Geheim- Gipfel um die ÖBB

Verkehrsministerin Doris Bures traute ihren Ohren nicht. Während der letzten Nationalratssitzung am vergangenen Donnerstag hatte sie sich mit VP-Klubchef Karlheinz Kopf zu einem diskreten Vieraugengespräch im Hohen Haus zurückgezogen: „Statt über die Zukunft der Bahn, Reformen oder Einnahme-Ausfälle bei der Lkw-Maut zu reden, knallte mir Kopf eine ganze Latte von Personalwünschen auf den Tisch.“

Der wichtigste: Die VP will den Generalsekretär der Industriellenvereinigung Marcus Beyrer als Aufsichtsratsboss der Straßenbau-Gesellschaft Asfinag installieren.

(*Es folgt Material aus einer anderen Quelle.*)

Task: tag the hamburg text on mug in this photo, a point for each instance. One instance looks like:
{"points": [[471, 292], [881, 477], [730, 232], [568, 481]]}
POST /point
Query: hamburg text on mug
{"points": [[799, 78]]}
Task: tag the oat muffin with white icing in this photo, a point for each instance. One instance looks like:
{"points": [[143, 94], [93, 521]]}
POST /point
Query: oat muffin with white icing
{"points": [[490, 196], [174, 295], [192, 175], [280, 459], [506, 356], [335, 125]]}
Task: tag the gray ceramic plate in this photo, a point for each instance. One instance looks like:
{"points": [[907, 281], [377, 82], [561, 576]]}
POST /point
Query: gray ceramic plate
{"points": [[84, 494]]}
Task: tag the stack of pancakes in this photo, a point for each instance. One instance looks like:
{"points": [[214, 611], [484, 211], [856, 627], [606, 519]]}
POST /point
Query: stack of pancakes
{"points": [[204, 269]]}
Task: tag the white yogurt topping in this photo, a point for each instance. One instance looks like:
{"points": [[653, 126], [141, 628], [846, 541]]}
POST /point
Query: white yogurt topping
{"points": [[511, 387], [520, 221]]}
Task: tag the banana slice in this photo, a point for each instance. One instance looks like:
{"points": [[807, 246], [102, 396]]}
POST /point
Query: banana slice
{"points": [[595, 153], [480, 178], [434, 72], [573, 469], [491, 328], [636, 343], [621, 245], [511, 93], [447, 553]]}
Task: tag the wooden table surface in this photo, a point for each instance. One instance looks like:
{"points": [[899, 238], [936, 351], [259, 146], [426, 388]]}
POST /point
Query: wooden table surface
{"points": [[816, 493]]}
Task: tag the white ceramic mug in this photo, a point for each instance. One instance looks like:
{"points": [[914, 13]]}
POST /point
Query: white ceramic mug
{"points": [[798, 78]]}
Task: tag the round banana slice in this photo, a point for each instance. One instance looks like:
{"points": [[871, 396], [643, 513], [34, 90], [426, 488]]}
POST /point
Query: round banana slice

Bures sagte nicht einmal ab: „Ich habe nichts gegen Beyrer. Aber der Aufsichtsrat wählt den Vorsitzenden selbst.“ Als sie dies Kopf mitteilte, beendete der Klubchef das Gespräch abrupt.

Kurz danach schieden die beiden schwarzen VP-Aufsichtsräte aus dem ÖBB-Aufsichtsrat aus. VP-Staatssekretär Reinhold Lopatka eröffnete eine ganze Serie von Angriffen auf die ÖBB, Vizekanzler Josef Pröll nannte die Bahn eine „sozialistische Vorfeldorganisation“ und Kopf selbst sagt ganz offen: „Die Schlacht um die ÖBB ist eröffnet. Die Bahn wird zum Kampfgebiet zwischen sozialistischer Schuldenwirtschaft und konservativer Marktwirtschaft.“

Bures: „Ich lasse mir von absolut niemand drohen“
Kopf gibt gegenüber ÖSTERREICH zwar zu, dass er das Avancement Beyrers in der Asfinag vorgeschlagen habe, das Ausscheiden der Eisenbahn-Aufsichtsräte habe damit aber nichts zu tun: „Wir wollten nicht für diese Unternehmenspolitik mit sinkendem Pensionsantrittsalter und sieben Milliarden Euro aus Steuergeldern pro Jahr zur Verfügung stehen.“

Bures hat das ganz anders verstanden: „Ich bin nicht erpressbar und lasse mir auch von niemand drohen. Die ÖVP war gegen international anerkannte Experten im Aufsichtsrat und wollte stattdessen Ex-Verkehrssprecher Herbert Kukacka ins Gremium entsenden.“

Die Rache für das Nein von Bures zu dieser „weiteren personellen Allmachtsfantasie der ÖVP“, wie es die Ministerin wörtlich nennt, folgte auf dem Fuß.